The attitude of the press in Eastern and Western hemispheres is markedly improving—very little hostility is in the air. If you asked near the end of Blessed John Paul ll’s pontificate “Who will be our next Holy Father?” you probably would have joined millions of others in suggesting Cardinal Ratzinger (who did become Pope Benedict XVl). But when Pope Benedict XVl resigned not a decade later, it was a whole new ball game. Candidates from the Far East, from Africa, and the Americas joined European cardinals as being “in the running.”

It’s now history that on the second day of voting white smoke came from the small chimney pipe atop the Sistine Chapel and within a few minutes Cardinal Jean-Louis Pierre Tauran announced, “Habemus papam”: Cardinal Jorge Mario Bergoglio, SJ, of Buenos-Aires in South America. Our new Holy Father chose the name Francis.

This did not cause a crisis in the Mankel family, but I may note here that our family has lots of Georges: my great-uncle; my daddy; my brother; my uncle; cousins; even my sister (in Religion she was given the name Georgeanna). So with the election of Pope Francis, he becomes my mother’s and my twin—she’s Willia Frances and I am Francis Xavier.
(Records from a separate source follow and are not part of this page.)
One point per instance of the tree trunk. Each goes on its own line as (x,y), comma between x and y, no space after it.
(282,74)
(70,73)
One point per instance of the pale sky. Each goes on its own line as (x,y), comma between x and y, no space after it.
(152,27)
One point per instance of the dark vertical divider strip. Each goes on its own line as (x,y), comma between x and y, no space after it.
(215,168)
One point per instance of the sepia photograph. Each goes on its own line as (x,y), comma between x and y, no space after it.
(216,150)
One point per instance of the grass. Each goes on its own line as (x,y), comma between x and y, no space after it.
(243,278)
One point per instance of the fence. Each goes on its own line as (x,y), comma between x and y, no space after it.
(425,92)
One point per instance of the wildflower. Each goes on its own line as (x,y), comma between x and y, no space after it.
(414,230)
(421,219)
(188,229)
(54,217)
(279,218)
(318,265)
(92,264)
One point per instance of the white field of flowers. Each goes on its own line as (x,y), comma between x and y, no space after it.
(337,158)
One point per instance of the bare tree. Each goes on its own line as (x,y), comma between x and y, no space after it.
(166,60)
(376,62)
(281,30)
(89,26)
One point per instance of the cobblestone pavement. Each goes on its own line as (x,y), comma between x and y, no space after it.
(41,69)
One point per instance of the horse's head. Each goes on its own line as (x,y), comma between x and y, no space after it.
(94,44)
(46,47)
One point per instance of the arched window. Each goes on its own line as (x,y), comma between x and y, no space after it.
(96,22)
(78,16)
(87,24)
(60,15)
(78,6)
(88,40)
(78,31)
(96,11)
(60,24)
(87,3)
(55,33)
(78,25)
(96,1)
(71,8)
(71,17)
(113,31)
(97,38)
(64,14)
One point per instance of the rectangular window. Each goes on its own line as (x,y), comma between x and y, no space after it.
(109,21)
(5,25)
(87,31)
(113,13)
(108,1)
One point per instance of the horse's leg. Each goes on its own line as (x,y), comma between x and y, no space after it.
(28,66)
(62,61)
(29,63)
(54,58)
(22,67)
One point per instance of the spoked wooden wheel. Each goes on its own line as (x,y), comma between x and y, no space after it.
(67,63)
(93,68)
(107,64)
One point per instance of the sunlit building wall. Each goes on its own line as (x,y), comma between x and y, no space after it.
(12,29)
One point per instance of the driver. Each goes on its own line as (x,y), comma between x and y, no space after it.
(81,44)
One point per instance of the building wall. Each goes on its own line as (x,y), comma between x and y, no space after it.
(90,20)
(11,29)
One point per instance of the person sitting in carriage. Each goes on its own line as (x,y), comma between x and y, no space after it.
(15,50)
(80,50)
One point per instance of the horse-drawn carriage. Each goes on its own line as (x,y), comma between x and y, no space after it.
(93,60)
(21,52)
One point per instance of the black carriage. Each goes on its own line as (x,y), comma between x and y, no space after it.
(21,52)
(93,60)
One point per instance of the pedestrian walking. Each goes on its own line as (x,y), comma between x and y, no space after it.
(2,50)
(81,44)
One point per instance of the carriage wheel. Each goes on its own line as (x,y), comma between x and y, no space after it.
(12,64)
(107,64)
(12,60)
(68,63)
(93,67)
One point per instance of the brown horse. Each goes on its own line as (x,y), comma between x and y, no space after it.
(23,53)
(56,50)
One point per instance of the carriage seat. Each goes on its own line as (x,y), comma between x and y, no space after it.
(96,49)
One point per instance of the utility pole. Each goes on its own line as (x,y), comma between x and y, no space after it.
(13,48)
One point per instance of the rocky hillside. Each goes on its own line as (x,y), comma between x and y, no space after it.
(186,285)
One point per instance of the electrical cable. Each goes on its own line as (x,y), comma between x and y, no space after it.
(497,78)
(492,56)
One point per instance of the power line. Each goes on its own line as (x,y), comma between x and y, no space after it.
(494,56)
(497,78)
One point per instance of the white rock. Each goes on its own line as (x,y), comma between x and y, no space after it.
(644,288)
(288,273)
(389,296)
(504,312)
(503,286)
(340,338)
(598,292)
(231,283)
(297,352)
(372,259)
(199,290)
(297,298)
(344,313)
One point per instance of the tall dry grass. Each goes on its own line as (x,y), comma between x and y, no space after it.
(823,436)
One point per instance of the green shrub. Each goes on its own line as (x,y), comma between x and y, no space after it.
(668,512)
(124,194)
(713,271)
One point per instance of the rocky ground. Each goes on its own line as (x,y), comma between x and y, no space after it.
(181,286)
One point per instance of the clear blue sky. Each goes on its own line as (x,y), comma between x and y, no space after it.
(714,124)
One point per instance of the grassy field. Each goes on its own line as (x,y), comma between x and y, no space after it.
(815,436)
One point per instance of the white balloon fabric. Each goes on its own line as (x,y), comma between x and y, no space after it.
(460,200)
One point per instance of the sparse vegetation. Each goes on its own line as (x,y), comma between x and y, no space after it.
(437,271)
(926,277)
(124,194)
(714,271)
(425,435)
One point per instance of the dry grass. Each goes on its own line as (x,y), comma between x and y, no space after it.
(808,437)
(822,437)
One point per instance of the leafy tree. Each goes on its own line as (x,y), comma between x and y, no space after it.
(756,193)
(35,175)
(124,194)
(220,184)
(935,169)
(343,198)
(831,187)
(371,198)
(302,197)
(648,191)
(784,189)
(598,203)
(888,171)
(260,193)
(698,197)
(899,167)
St Francis Xavier’s patron was Francis of Assisi.

There is no way to describe how blessed and fortunate we are to have Cardinal Justin Rigali living in semi-retirement right here in our Diocese of Knoxville. The cardinal has voted in two conclaves now, for Popes Benedict XVl and Francis. He also was a candidate as were all the cardinals. The United States had its share of great candidates: Cardinal Sean O’Malley of Boston (with family right here in Knoxville); Cardinal Timothy Dolan of New York (so friendly to everybody and personal friend of our own dear bishop); and Cardinal Edwin O’Brien, formerly Archbishop of Baltimore and now the Cardinal Protector of the Equestrian Order of the Knights of the Holy Sepulchre of Jerusalem (and) our own Monsignor Phil Thoni’s good friend from military chaplaincy days. So many holy candidates make me feel as if our Church, The Body of Christ, is alive and well.

It was not always this way, however. Our selection of popes for over a century has gone very well and it is easy to see the power of the Holy Spirit working in the Church. However, as late as the 1800s when Austria held a strange veto power over the selections of candidates for the papacy, the entanglement between the Holy See and temporal states was always a problem, notwithstanding political situations that caused abnormalities to distract the spiritual leadership of Christ’s vicar on earth.

With St. Peter, pope No. 1 in the series that now is 266 popes long, the selection of his replacement did not seem to be such a big deal. The priests of Rome got together and elected a successor, St. Linus. For many years a rather informal procedure provided successors to popes who had died. After the Church came “out of the catacombs” (fourth century: Constantine was the Emperor), the pope’s responsibilities as the head of the Church as well as the territories known as the “donation of Pepin” or “papal states” increased. And even though the tension abated during some centuries, the whole mess was not settled until 1929, less than a century ago.

Papal elections during the middle ages deserve an entire installment. Let me say that we are enjoying a Church today, which in spite of its problems and concerns, is headed in the right direction. If we study our faith, read the Bible, and try to live by the constitutions of recent ecumenical councils, we can rest assured that it is not just an Easter feast each year that makes us “grow and glow” in the Risen Lord our God.

 

Monsignor Mankel is a vicar general of the diocese and the pastor of Holy Ghost parish in Knoxville.